I don't think you're in error at all on this, I think you're right on the money. However, even if we've identified WHAT is happening, I am still unclear on WHY.

First, to cover WHAT is happening. After a LOT of thought I have arrived at the following understanding:

I think we are both referring to the equation in the documentation found here SAS Help Center: Proportions (notation explained here SAS Help Center: Definitions and Notation) which seems to be exactly the Taylor series approximation for calculating standard errors. I confess, I certainly couldn't derive this equation, but I suppose the equation uses an approximation on how the central estimate varies as different 'elements' are left out (I've retrofitted this explanation tbh, to try and make the rest make sense). The equation then calculates the variance in this approximation. This is different to the variance in the equation of StdErr = sqrt(Variance / n) that we learn in basic statistics because in this simple equation the variance is the variance of all measurements, whereas in the Taylor expression variance is the variance of mean values (similar to a bootstrap method). Looking at the Taylor expression, it would appear that individual data are not important to the calculation, as long as the means of each cluster remain unchanged. Where does this approximation come from? Why would the approximation behave like this, with respect to individual data? It must be that the 'elements' that are left out in the construction of this approximation are entire clusters (!), as opposed to individual data, an idea that is reflected in your insight into degrees of freedom.

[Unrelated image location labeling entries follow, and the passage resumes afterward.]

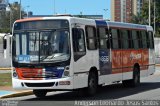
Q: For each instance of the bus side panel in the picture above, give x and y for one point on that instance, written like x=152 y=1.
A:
x=117 y=63
x=151 y=61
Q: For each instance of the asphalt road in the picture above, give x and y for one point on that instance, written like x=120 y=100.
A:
x=149 y=89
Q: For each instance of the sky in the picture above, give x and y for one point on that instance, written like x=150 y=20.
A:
x=73 y=7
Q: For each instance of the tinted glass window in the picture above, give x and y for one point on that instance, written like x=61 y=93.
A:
x=104 y=42
x=91 y=38
x=115 y=42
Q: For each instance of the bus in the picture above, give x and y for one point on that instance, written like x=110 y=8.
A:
x=67 y=53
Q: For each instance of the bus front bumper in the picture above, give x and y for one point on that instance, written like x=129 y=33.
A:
x=54 y=84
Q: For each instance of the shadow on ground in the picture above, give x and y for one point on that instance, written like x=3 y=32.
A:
x=115 y=91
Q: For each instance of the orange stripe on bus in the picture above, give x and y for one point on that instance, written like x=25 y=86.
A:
x=30 y=19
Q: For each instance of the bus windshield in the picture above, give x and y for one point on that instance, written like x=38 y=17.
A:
x=41 y=46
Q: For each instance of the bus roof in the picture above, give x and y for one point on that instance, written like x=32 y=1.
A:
x=98 y=22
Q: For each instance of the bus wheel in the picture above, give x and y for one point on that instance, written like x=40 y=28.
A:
x=92 y=84
x=40 y=93
x=136 y=77
x=135 y=81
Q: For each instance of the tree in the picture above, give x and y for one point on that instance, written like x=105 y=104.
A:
x=9 y=17
x=142 y=17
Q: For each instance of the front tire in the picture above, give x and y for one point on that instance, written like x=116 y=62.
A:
x=92 y=84
x=136 y=79
x=40 y=93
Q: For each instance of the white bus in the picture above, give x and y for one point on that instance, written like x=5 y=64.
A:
x=69 y=53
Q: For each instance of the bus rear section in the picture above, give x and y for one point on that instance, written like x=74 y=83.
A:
x=68 y=53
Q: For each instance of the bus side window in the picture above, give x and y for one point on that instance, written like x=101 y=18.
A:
x=115 y=41
x=125 y=39
x=104 y=40
x=91 y=38
x=135 y=39
x=144 y=39
x=78 y=43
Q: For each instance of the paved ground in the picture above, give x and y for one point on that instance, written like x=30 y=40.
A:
x=148 y=90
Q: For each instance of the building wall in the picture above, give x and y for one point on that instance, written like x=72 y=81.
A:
x=5 y=62
x=122 y=10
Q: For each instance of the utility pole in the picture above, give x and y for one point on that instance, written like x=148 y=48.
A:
x=20 y=13
x=149 y=13
x=154 y=17
x=54 y=7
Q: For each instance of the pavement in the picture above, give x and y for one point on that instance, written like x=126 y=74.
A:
x=9 y=92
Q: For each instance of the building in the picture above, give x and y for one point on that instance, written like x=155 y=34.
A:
x=30 y=14
x=3 y=4
x=122 y=10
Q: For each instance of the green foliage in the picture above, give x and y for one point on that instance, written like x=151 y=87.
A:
x=142 y=18
x=9 y=17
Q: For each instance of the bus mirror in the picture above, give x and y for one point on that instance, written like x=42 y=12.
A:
x=4 y=43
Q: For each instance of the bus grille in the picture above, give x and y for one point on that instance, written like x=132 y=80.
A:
x=38 y=74
x=40 y=84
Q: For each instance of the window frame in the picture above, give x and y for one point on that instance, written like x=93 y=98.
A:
x=78 y=54
x=94 y=38
x=108 y=44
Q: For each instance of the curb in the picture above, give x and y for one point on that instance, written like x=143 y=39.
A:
x=18 y=94
x=5 y=69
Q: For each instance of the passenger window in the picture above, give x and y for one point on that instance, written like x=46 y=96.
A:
x=151 y=40
x=144 y=39
x=135 y=39
x=125 y=39
x=91 y=38
x=78 y=43
x=104 y=41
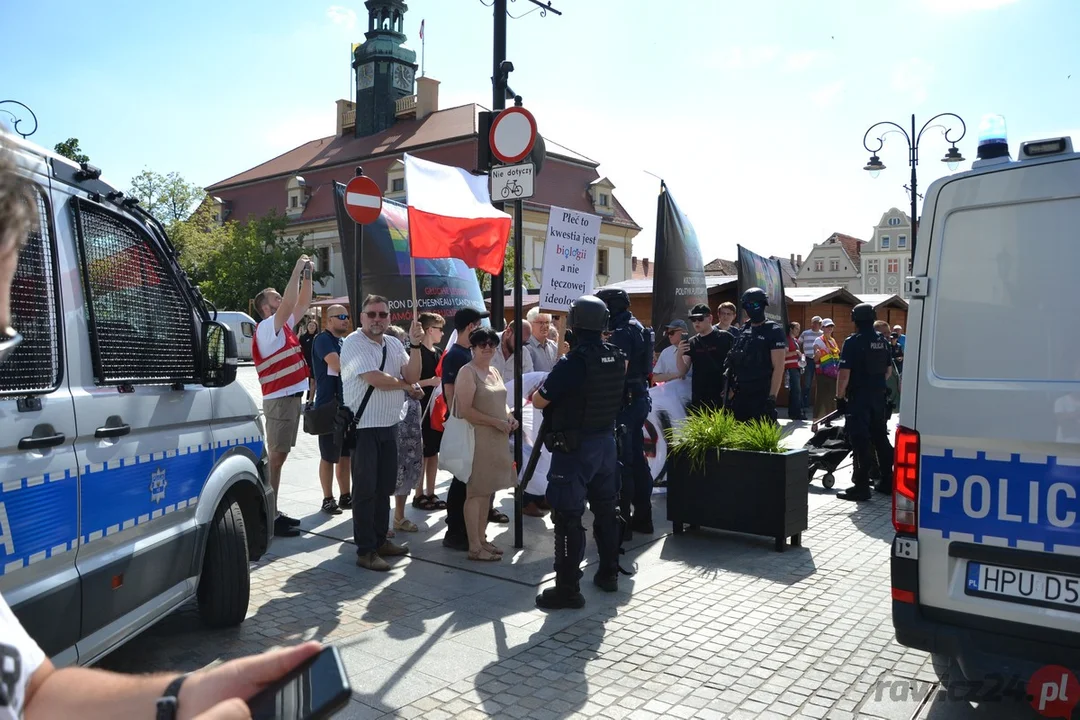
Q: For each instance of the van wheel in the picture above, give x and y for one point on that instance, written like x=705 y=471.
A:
x=225 y=584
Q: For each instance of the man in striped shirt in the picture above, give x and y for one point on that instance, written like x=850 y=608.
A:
x=376 y=372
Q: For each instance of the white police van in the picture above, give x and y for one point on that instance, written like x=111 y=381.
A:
x=986 y=556
x=132 y=469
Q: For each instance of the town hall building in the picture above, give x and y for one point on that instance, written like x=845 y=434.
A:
x=395 y=112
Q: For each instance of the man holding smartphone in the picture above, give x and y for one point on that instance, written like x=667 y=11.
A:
x=705 y=354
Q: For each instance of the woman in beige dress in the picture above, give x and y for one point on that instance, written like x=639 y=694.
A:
x=481 y=399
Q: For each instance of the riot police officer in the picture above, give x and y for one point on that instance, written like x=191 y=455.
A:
x=756 y=362
x=581 y=398
x=865 y=366
x=636 y=343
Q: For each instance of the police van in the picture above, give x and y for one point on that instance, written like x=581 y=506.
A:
x=133 y=476
x=986 y=556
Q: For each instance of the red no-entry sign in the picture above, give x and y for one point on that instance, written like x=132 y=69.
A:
x=513 y=134
x=363 y=200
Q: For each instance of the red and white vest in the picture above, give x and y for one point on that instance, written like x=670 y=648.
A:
x=282 y=369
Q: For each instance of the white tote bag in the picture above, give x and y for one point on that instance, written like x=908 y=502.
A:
x=456 y=450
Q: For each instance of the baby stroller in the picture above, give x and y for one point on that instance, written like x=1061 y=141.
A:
x=827 y=448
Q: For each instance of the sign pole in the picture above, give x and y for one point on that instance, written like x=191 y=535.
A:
x=518 y=318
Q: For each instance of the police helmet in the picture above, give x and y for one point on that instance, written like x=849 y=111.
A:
x=589 y=313
x=863 y=314
x=615 y=298
x=756 y=297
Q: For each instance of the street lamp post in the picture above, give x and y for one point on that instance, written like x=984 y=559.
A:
x=953 y=158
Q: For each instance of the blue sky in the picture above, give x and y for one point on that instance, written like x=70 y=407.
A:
x=754 y=113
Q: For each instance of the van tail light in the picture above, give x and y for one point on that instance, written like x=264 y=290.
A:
x=905 y=480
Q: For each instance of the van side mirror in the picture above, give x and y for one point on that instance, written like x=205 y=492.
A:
x=218 y=355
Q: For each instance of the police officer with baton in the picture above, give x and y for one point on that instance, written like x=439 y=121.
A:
x=861 y=389
x=636 y=343
x=581 y=398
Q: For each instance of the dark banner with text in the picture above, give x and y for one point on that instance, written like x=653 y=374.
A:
x=678 y=282
x=757 y=271
x=442 y=286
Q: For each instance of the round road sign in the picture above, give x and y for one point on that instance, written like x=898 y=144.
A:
x=513 y=134
x=363 y=200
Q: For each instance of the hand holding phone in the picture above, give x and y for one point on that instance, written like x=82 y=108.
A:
x=313 y=691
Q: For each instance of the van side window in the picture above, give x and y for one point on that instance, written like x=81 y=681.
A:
x=142 y=327
x=35 y=364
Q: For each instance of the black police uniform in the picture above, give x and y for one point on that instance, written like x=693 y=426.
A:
x=750 y=361
x=867 y=356
x=636 y=342
x=584 y=389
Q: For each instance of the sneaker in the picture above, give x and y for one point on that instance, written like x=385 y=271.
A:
x=372 y=561
x=390 y=549
x=283 y=529
x=456 y=543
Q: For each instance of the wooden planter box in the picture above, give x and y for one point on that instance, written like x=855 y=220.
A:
x=758 y=493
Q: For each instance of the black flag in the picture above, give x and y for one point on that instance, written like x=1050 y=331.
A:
x=757 y=271
x=442 y=286
x=678 y=282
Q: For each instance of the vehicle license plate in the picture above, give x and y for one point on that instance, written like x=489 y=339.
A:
x=1028 y=586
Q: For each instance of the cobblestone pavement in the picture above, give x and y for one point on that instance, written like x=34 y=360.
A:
x=713 y=625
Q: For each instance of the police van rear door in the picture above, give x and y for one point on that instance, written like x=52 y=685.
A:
x=998 y=398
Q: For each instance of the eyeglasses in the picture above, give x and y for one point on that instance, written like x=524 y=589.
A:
x=9 y=340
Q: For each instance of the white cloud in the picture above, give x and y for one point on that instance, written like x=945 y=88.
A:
x=342 y=16
x=912 y=77
x=827 y=95
x=964 y=5
x=800 y=60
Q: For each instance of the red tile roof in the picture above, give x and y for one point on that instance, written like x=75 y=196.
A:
x=851 y=245
x=447 y=136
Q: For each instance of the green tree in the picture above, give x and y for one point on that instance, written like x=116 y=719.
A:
x=70 y=149
x=169 y=198
x=230 y=263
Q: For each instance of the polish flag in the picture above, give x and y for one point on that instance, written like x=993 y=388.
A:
x=450 y=216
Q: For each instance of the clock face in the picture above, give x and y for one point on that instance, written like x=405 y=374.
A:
x=366 y=76
x=403 y=78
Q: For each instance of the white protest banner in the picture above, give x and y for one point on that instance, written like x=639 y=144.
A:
x=569 y=258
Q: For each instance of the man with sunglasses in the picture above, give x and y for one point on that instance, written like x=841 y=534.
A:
x=283 y=372
x=376 y=372
x=334 y=448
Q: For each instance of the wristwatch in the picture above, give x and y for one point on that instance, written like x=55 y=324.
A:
x=169 y=702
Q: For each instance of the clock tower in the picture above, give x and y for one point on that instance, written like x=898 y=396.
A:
x=386 y=68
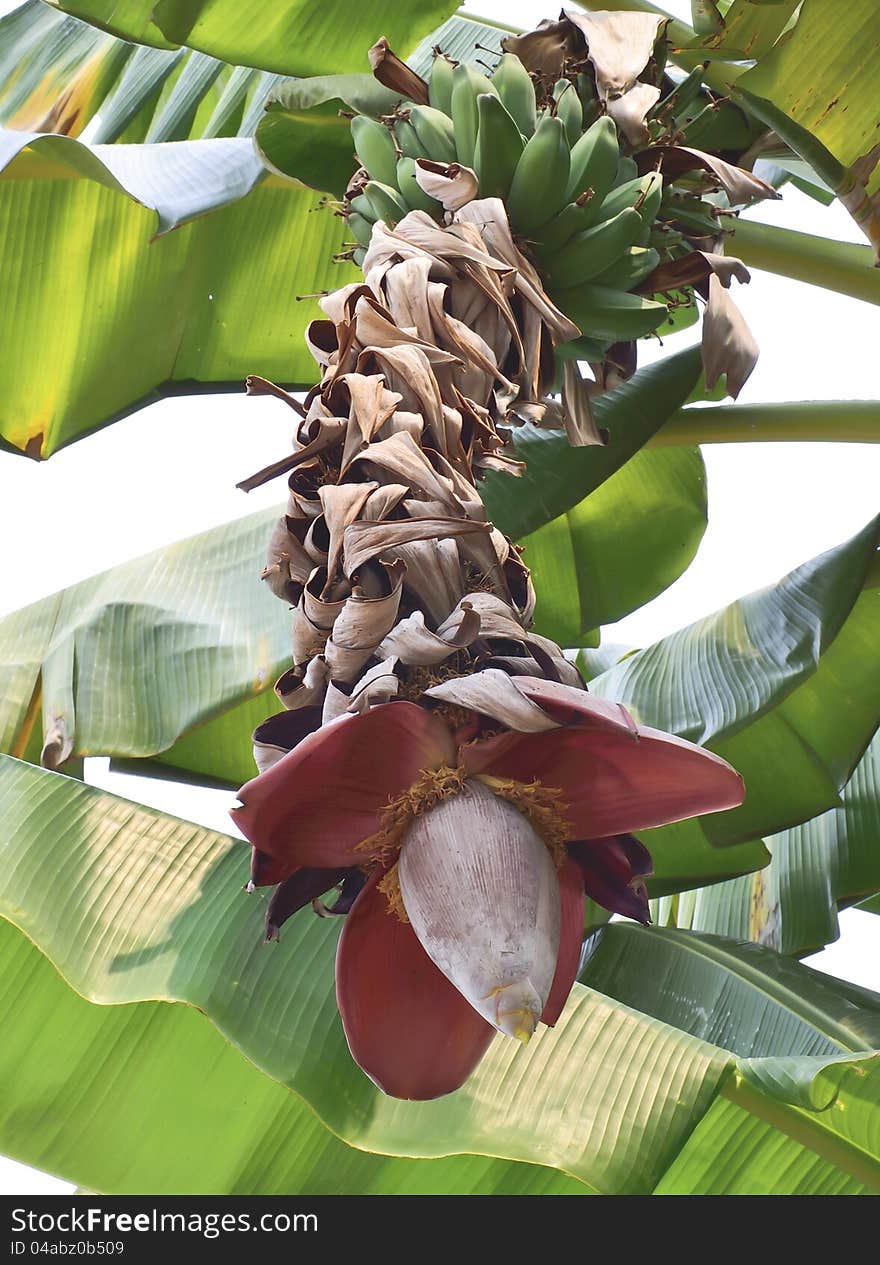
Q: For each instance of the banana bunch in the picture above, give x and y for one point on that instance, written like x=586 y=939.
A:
x=596 y=228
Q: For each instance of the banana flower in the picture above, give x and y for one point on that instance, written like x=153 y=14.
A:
x=464 y=831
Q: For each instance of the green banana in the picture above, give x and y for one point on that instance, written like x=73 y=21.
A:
x=386 y=203
x=611 y=315
x=589 y=253
x=692 y=214
x=649 y=204
x=440 y=84
x=468 y=84
x=407 y=141
x=560 y=229
x=516 y=90
x=374 y=148
x=362 y=206
x=411 y=191
x=498 y=147
x=583 y=349
x=634 y=266
x=569 y=109
x=540 y=180
x=435 y=133
x=359 y=228
x=593 y=162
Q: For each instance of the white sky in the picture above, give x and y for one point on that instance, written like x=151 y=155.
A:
x=171 y=469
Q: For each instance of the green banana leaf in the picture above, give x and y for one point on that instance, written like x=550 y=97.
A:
x=86 y=216
x=784 y=683
x=172 y=657
x=58 y=74
x=817 y=868
x=128 y=660
x=621 y=547
x=841 y=266
x=852 y=421
x=290 y=37
x=747 y=30
x=784 y=1022
x=142 y=1089
x=558 y=477
x=135 y=907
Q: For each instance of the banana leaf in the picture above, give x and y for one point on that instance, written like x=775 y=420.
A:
x=621 y=547
x=87 y=218
x=783 y=683
x=558 y=477
x=290 y=37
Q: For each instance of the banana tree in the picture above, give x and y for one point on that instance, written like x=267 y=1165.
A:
x=487 y=224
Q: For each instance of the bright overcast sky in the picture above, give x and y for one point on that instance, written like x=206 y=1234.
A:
x=171 y=469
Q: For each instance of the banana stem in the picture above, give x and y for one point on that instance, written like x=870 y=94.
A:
x=838 y=421
x=841 y=266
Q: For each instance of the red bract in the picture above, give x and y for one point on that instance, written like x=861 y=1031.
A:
x=482 y=931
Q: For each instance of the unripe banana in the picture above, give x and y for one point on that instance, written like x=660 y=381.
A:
x=468 y=84
x=692 y=214
x=612 y=315
x=362 y=206
x=540 y=180
x=632 y=267
x=642 y=191
x=407 y=141
x=683 y=95
x=516 y=90
x=560 y=229
x=359 y=228
x=386 y=203
x=498 y=147
x=411 y=191
x=374 y=148
x=664 y=238
x=593 y=162
x=435 y=133
x=569 y=109
x=440 y=84
x=589 y=253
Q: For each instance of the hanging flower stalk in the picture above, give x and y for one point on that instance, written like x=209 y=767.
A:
x=439 y=763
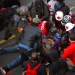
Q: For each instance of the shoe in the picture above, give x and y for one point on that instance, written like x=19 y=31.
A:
x=47 y=63
x=2 y=71
x=72 y=70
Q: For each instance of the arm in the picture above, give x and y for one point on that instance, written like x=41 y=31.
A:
x=67 y=52
x=46 y=13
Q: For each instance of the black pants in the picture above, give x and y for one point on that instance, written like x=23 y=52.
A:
x=24 y=54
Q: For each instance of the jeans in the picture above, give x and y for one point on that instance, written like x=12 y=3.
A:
x=9 y=49
x=14 y=63
x=18 y=60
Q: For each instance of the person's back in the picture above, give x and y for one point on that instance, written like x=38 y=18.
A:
x=33 y=62
x=31 y=35
x=38 y=9
x=58 y=63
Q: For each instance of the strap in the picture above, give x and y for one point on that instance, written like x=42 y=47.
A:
x=36 y=67
x=28 y=65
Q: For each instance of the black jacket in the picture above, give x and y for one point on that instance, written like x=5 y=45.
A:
x=31 y=35
x=41 y=70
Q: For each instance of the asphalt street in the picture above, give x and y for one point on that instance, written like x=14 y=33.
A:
x=8 y=58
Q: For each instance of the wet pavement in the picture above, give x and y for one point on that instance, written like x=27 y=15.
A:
x=8 y=58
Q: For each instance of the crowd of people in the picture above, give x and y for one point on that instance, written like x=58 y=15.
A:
x=47 y=37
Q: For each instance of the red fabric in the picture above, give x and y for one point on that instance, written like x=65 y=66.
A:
x=72 y=19
x=8 y=73
x=32 y=71
x=42 y=26
x=3 y=8
x=70 y=52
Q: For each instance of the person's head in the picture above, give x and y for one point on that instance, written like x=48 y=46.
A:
x=34 y=56
x=59 y=15
x=54 y=55
x=69 y=26
x=52 y=32
x=66 y=19
x=72 y=37
x=49 y=25
x=35 y=21
x=39 y=5
x=23 y=11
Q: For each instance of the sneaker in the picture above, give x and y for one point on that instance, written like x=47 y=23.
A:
x=2 y=71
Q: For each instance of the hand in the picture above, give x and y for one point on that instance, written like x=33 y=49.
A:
x=30 y=18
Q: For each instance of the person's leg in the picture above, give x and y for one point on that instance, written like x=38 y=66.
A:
x=23 y=58
x=10 y=66
x=9 y=49
x=70 y=64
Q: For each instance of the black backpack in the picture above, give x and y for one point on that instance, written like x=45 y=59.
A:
x=62 y=7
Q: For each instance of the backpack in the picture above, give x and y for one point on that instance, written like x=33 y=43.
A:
x=73 y=18
x=59 y=6
x=62 y=7
x=32 y=71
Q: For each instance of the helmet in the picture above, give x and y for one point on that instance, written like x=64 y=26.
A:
x=59 y=15
x=23 y=10
x=66 y=19
x=69 y=26
x=53 y=30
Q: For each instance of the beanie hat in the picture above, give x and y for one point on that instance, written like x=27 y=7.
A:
x=36 y=20
x=23 y=10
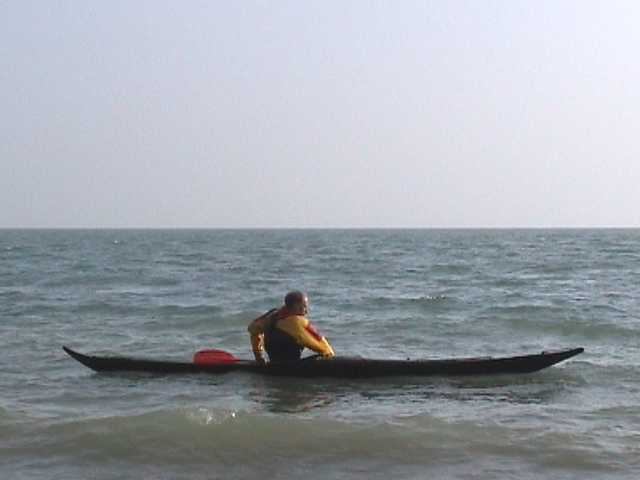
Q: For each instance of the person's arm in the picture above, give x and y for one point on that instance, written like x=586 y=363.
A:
x=256 y=331
x=306 y=335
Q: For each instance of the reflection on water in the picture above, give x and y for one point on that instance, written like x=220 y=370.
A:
x=296 y=395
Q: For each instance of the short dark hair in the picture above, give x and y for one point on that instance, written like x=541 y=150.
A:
x=294 y=298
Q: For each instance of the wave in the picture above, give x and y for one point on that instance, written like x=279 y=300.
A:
x=212 y=436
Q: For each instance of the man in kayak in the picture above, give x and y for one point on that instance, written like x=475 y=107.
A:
x=284 y=332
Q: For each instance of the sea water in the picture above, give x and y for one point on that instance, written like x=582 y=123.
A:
x=374 y=293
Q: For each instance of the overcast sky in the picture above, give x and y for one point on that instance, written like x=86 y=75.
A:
x=319 y=113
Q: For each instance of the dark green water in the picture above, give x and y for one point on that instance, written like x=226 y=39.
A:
x=386 y=293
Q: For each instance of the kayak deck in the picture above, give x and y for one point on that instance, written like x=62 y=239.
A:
x=339 y=367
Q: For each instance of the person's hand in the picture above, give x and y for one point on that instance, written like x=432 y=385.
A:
x=260 y=360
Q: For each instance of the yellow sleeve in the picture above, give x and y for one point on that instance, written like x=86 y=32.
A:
x=299 y=328
x=256 y=331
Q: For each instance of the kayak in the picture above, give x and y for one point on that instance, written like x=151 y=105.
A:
x=337 y=367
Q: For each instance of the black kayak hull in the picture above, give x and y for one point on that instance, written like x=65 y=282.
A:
x=339 y=367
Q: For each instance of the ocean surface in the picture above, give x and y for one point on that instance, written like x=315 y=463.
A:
x=375 y=293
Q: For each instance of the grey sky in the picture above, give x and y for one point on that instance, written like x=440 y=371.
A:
x=319 y=114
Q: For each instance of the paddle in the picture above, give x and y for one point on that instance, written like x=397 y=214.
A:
x=213 y=357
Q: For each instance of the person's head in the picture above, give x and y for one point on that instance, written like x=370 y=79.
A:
x=296 y=302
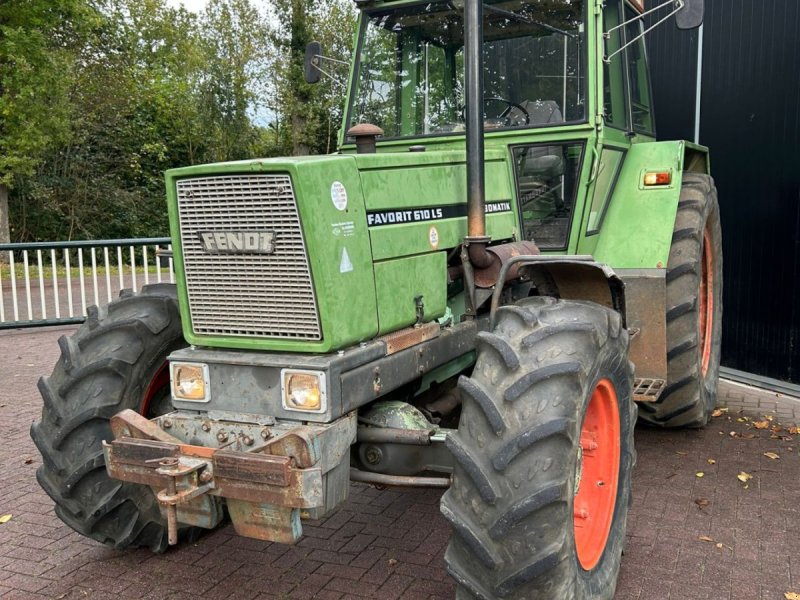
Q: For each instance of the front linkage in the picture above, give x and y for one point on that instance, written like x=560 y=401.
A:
x=267 y=471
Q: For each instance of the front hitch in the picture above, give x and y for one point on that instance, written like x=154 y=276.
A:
x=266 y=484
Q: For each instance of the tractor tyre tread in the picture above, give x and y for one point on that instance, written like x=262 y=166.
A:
x=104 y=368
x=514 y=453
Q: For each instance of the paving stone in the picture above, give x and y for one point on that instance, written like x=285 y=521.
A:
x=389 y=544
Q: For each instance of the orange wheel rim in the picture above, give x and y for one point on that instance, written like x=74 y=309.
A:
x=597 y=478
x=706 y=307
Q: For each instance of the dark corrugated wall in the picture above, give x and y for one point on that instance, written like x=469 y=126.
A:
x=750 y=119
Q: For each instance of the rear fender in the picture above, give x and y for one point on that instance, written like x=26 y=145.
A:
x=574 y=278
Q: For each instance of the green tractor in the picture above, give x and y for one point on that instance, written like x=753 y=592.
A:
x=497 y=272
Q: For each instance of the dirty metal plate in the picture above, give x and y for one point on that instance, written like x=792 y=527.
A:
x=648 y=390
x=145 y=453
x=410 y=336
x=257 y=468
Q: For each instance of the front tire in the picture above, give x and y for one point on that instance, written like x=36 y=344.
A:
x=543 y=456
x=115 y=360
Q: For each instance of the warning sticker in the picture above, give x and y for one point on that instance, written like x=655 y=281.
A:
x=345 y=266
x=344 y=229
x=433 y=237
x=339 y=195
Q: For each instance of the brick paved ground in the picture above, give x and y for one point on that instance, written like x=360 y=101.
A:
x=389 y=543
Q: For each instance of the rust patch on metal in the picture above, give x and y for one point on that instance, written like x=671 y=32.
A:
x=140 y=452
x=256 y=468
x=410 y=336
x=129 y=423
x=648 y=390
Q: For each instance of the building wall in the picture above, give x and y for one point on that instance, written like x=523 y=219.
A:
x=750 y=119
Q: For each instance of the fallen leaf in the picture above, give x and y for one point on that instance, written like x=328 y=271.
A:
x=720 y=545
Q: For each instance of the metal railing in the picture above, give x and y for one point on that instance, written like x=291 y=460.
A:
x=54 y=283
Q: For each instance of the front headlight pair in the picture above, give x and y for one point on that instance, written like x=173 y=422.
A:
x=301 y=390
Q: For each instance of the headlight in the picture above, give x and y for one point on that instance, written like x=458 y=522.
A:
x=303 y=390
x=190 y=381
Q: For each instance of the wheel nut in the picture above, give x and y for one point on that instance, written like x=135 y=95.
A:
x=373 y=455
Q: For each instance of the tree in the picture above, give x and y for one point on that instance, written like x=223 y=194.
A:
x=307 y=116
x=38 y=42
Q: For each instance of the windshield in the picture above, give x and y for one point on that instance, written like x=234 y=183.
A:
x=410 y=76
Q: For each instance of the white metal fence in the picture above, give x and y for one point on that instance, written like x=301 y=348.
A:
x=53 y=283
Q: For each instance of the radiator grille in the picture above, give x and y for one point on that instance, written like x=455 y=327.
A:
x=254 y=295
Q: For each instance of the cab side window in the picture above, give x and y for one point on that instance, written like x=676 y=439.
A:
x=614 y=76
x=638 y=77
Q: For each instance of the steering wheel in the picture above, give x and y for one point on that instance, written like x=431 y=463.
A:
x=511 y=105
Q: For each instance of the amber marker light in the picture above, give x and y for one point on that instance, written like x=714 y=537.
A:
x=190 y=381
x=657 y=178
x=303 y=390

However, I want to return to the question of WHY. Why is the approximation constructed to behave this way? Surely this would appear to be a flaw in the calculation? Is it not intuitive that increasing the sample size should decrease uncertainty in the estimate? If I have left clustering unchanged, there is 1 component of uncertainty that should indeed remain unchanged; the uncertainty from random cluster selection. But another component of uncertainty, the uncertainty within clusters, has reduced and should surely be reflected somehow in the result. To use the end of my previous reply as refrain; otherwise a survey that samples 2 units per cluster would be apparently indistinguishable in terms of data quality from one that samples 10,000 units per cluster. Does it not seem like this shouldn't be so?

Many thanks in advance to any that venture to reply to this :).